The Life of Boats

On a rainy and strangely warm Sunday in December 2013, we launched a matched pair of the Harris-designed Outrigger Junior designs. Look for kits and plans in May.  Here's a link to more background on the boat, including construction details.

While we were lucky for a warm day, it was raining heavily at times so the photos have a decidedly gray cast. Many thanks to Joey Schott, Austin Johntra, and Jeff Sawyer for braving the weather for this photo shoot!

Half-asleep when I posted the first set of photos, I note a bias towards port tack shots. I've added a bunch of starboard tack shots. Joey and I both felt like the boat was, if anything, faster on starboard tack, though the difference is not pronounced. The amas displace over 200% of the all-up weight of the boat WITH crew, so you're not going to bury them.


 

Simple lashings hold the crossbeams to the main hull. Much stronger than bolts!

The bench seats are also lashed on. Wooden tabs under the beams ensure that things can't slide around.


Rigged and ready for launch.



A fast tow down the Wye River.
 

 

We sailed for about two hours. My reaction is that the boats are fast and docile. With that long boom I wasn't sure exactly what to expect in terms of helm feel. In fact, two fingers were all you needed on the tiller. They seem perfectly "hung."

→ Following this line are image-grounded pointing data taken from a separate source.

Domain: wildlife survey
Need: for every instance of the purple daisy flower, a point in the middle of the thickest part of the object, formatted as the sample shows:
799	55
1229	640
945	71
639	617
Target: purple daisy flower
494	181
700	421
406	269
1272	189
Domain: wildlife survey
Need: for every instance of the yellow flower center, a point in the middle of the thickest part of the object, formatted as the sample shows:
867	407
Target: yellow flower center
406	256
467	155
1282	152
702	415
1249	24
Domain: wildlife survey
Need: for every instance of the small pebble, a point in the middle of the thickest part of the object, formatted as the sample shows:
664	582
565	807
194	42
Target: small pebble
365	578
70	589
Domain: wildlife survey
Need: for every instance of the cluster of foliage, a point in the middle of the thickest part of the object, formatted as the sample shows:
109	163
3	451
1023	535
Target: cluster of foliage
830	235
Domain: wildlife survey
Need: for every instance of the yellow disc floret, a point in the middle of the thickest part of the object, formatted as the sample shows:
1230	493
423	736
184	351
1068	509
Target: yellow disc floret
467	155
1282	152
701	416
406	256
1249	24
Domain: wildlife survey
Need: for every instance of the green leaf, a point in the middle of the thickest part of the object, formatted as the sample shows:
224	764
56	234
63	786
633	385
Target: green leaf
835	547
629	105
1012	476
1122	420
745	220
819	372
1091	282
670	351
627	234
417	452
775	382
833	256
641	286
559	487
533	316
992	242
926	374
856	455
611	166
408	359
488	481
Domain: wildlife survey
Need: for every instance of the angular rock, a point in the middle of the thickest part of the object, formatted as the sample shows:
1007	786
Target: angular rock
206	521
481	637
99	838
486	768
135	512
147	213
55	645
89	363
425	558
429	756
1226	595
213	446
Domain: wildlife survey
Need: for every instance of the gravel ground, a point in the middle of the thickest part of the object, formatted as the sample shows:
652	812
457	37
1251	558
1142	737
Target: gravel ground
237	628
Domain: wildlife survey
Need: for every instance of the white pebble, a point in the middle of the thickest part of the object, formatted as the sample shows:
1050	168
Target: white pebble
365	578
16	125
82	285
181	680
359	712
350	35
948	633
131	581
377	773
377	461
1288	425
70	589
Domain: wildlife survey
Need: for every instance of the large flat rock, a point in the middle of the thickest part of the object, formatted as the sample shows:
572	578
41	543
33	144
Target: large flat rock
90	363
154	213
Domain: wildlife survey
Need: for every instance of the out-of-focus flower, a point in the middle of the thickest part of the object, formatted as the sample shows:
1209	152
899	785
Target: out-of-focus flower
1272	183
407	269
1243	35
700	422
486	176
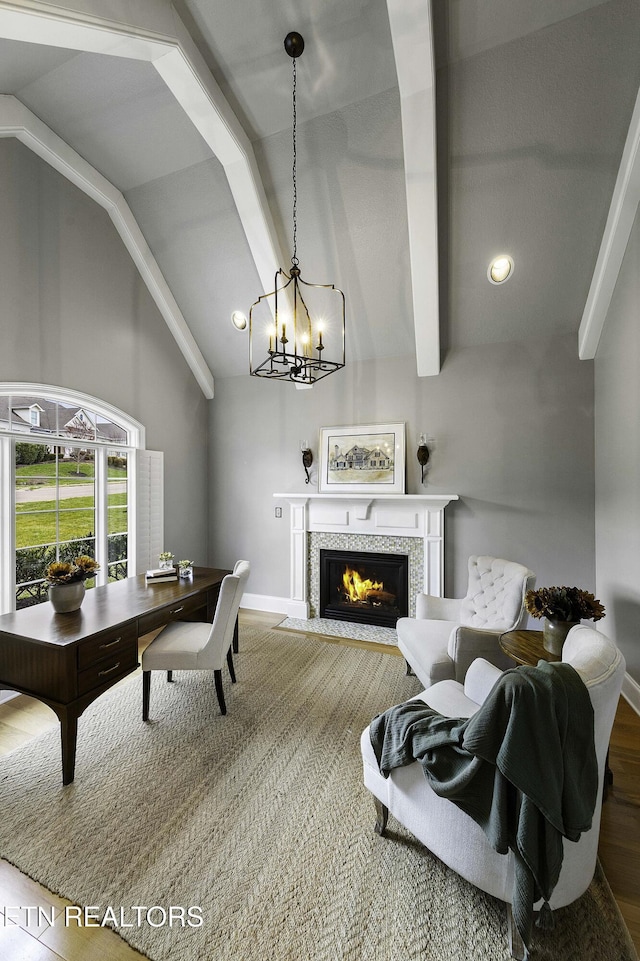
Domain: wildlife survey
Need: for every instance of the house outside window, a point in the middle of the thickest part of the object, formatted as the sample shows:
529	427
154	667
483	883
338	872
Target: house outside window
67	487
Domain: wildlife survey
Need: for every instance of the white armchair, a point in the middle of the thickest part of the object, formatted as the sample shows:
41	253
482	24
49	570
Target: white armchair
456	838
447	634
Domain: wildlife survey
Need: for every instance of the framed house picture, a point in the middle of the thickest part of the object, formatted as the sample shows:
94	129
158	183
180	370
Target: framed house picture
362	460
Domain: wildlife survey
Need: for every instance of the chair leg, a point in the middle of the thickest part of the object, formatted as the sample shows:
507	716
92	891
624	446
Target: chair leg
218	679
516	944
382	816
146	694
230	665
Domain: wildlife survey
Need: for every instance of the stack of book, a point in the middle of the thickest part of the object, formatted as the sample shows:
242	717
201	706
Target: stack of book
158	575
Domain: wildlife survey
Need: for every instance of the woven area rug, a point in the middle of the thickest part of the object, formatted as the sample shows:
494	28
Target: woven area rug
341	629
261	820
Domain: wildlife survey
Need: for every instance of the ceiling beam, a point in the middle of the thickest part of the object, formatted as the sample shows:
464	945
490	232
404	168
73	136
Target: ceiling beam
622	213
412	37
163	41
17	121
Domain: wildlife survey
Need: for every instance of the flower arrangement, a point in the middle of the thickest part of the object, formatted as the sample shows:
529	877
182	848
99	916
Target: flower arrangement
70	572
563	604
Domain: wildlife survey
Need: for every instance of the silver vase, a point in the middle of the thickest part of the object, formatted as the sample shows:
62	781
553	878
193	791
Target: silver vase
66	597
554	634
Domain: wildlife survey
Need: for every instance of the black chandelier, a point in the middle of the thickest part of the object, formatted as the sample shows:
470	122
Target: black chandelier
298	328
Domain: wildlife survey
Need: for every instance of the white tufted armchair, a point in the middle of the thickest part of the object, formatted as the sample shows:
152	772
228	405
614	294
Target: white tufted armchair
447	634
451	834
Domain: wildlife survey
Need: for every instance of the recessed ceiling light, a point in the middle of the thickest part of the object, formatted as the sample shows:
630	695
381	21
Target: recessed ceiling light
500	269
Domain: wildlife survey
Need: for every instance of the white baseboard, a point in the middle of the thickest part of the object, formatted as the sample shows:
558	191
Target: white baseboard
275	605
631	692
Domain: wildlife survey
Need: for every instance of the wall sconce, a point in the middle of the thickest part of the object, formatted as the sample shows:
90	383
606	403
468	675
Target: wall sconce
307	458
422	454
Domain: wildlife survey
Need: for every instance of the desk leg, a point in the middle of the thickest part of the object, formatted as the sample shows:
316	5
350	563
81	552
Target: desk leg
69	736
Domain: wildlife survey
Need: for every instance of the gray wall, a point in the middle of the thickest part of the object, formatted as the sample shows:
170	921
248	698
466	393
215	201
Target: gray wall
513	432
617	391
75	313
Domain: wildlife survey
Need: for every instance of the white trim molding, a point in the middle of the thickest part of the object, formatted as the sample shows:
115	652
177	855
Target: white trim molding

That's Brian Billick's house, by the way. 

 

We realized early on that a 2:1 downhaul was needed! That did the trick.

It poured rain during much of the photo shoot. At least it wasn't too cold!

Douglas Fowler did his usual first-class job on the sails. These were extra tricky because of the bendy boom and yard. If I hadn't dead-ended the halyard in a sail grommet there'd be no wrinkles at all---quite an achievement.

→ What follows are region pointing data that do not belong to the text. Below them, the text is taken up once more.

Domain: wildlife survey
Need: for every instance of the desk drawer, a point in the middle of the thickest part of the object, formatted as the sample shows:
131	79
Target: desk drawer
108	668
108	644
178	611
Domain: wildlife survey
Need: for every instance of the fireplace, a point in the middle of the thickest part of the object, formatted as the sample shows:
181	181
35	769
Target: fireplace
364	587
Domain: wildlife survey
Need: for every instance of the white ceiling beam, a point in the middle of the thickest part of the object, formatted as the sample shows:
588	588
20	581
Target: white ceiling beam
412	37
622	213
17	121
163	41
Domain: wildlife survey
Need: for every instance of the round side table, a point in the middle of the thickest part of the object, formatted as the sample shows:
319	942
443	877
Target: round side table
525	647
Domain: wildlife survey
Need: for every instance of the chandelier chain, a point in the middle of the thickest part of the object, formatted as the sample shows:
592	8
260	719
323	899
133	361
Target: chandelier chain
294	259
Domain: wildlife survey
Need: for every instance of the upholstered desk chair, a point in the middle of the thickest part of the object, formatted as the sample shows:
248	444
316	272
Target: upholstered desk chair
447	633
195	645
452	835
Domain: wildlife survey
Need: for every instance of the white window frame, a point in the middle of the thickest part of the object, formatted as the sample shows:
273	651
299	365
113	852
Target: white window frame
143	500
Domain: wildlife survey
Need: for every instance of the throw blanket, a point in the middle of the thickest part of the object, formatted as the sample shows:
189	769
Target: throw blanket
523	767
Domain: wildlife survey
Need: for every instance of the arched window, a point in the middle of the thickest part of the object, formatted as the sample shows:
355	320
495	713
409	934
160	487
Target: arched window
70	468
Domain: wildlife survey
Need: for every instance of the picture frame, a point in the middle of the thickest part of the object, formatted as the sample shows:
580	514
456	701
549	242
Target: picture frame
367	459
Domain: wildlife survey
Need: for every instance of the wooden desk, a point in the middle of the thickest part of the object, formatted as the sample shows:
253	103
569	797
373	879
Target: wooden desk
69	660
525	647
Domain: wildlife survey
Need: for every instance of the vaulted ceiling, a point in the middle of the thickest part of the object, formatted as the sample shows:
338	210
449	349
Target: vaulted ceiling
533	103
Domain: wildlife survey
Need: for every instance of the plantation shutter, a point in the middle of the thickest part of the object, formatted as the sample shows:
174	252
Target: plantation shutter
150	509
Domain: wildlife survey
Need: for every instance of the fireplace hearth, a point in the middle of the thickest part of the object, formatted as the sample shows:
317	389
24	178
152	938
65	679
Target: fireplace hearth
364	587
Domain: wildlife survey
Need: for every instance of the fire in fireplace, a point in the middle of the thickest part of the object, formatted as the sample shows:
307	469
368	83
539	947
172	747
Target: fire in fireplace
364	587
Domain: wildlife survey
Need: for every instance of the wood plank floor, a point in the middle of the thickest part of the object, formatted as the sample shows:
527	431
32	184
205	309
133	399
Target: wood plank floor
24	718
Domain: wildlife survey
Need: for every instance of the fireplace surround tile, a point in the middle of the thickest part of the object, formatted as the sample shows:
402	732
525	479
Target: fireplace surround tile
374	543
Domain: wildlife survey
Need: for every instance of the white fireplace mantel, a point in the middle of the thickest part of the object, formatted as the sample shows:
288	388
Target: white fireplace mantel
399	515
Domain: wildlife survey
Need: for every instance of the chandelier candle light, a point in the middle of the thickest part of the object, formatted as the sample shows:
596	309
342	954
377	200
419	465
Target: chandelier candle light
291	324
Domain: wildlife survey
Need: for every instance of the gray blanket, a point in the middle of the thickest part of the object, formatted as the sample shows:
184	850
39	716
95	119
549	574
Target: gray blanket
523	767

Yeah, okay, so the flying-a-hull thing. It was irresistible in front of the photographer, because it was so easy to do under complete control. After an hour or so of sailing, Joey and I found we could adjust the height of the ama on port tack minutely. It was also clear that flying a hull was not at all the fastest sailing. But fun!

 

Ideally the ama just skims the surface, like this. Light adjustments of the mainsheet, or just bearing off a little, is all it takes to get her flat.

But yeah, it's as fun as it looks.

Winds were 8-14 knots during the test sail. I didn't have a GPS in hand this time, but the chase boat said we were doing 8-10 knots. I know the boat felt like it had a lot more speed in it! Looking forward to more trials in bigger wind.

Here's me getting back into the swing of the dinghy-racer hiking-stick-and-mainsheet-handoff while tacking.

Downpour.

The boat's ergonomics are fantastic. Much better than a Hobie Cat and that ilk. If the rain had stopped I'd have sailed all day! Trampolines would be nice to keep the tail of the mainsheet out of the water, though.

I like how the yard curves down to terminate just above the stem. The sailplan looks (and feels) very shipshape to me.

The only thing more fun than one Outrigger Junior is TWO Outrigger Juniors.

Running for home.

 

The boats stowed, ready to go. We'll try to grab every warm day possible to get some video and more pictures---hopefully on a sunnier day.